I don’t like Clarisonics, washing my face in the shower or foam face washes, never have done, I don’t get ‘OMG you’re denigrating American culture and you must also hate electronic toothbrushes.’
Could I have gone to some specific brands first and asked for feedback before I wrote the post? Of course. Will I next time? I don’t know.** In a way I hope not. I have no interest in becoming a boring wikipedia-style-beauty website churning out press releases and inane pre-authorised quotes. If I write a post based on opinion with my understanding of some facts, and that starts a conversation, even if it’s people calling me out and saying I’m wrong, surely that’s a good thing? I’ve followed up on things in the past and corrected/restated things, nothing has changed on that score. Happy to learn and correct along the way (if that’s the outcome). I will, however, accept that the blog has reached the point where readers require more than trust when I’m discussing some things. Point well taken. Thanks to those of you that got me there.

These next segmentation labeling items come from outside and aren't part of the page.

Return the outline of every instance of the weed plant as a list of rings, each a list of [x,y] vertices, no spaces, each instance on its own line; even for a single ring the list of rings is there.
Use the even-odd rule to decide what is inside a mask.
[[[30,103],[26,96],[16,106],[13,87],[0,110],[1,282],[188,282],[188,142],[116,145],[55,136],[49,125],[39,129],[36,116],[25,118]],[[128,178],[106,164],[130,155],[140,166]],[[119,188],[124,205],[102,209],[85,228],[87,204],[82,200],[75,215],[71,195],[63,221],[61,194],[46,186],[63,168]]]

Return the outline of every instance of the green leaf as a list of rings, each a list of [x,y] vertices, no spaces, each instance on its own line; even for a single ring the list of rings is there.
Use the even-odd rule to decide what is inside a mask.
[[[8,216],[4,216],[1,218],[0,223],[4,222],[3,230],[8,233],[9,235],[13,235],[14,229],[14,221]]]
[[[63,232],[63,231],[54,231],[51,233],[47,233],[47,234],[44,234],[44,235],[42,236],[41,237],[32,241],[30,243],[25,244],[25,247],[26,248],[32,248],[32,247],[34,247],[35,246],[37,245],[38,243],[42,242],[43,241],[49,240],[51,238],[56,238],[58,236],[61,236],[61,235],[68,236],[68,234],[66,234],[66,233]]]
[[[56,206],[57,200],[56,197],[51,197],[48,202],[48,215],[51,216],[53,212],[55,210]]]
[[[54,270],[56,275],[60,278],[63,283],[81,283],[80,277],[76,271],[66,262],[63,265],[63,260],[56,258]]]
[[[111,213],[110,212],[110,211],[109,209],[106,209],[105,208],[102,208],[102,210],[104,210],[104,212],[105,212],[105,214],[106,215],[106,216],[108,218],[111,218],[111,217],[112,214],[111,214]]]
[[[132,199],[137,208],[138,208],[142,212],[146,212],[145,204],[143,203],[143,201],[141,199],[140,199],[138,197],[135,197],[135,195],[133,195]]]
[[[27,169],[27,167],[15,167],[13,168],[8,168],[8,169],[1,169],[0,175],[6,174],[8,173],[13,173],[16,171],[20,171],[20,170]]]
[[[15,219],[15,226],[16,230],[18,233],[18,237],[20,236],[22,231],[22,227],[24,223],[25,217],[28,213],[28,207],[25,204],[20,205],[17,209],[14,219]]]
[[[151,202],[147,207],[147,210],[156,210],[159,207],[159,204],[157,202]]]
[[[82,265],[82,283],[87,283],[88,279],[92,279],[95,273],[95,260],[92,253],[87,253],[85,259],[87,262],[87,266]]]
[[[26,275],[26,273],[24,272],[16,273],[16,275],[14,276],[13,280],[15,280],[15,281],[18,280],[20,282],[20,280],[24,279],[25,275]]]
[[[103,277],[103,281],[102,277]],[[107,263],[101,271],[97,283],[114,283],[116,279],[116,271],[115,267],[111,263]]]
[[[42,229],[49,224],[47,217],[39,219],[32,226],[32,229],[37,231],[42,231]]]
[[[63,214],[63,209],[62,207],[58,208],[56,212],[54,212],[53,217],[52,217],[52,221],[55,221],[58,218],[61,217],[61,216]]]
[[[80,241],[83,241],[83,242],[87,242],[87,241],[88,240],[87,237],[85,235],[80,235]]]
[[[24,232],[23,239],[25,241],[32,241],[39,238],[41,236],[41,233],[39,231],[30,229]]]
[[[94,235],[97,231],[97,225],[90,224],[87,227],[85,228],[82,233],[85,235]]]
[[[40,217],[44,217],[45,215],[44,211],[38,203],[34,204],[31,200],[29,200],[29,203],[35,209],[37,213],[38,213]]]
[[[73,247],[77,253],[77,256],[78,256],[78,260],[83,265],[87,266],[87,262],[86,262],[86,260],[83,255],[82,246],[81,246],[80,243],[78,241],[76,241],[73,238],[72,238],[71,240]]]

And there is the crux of blogging for me. Following on from this post recently about the importance of having opinions, I completely understand why some people got out of the blogging game when some of the responses to opening yourself up online are ‘I’m really disappointed in you’, ‘The whole blogpost smacked of a superiority complex’, ‘I expected more of you’ (I always enjoy that one), and even this:
‘If the conclusion is that farming snails is grim, lord, have I got some news to share about what late stage capitalism is doing to humans. Why the outrage about snail mucin but no similar horror at the news of sideline workers in Korea being paid fractions of a cent to fold sheet masks?’***
I guess this a bad time to mention I’ve never really liked sheet masks either but that would be missing your point. Context is everything.
I’ll get back to you on the snails. Have a great day everyone.****
**I’ll probably ask your opinions, ask you what you know, and then investigate further. And hope that doesn’t stifle opinion and conversation. I’m all for adapting how things are done as the blog gets bigger and more and more people read it. ‘My understanding’ of things is clearly not enough anymore. And that’s cool. Point clearly and calmly taken.
***If that’s true about the Korean workers, that’s outrageous, and I would out those brands and not support. Please do give me more info. I’d love to look further.
****Just because I think something is ‘EEWW’, and you happen to love it, doesn’t mean I am demeaning you as a person. I love apricots. Lots of people don’t. (It’s the skins) It doesn’t make me like apricots any less, nor the person that loathes them.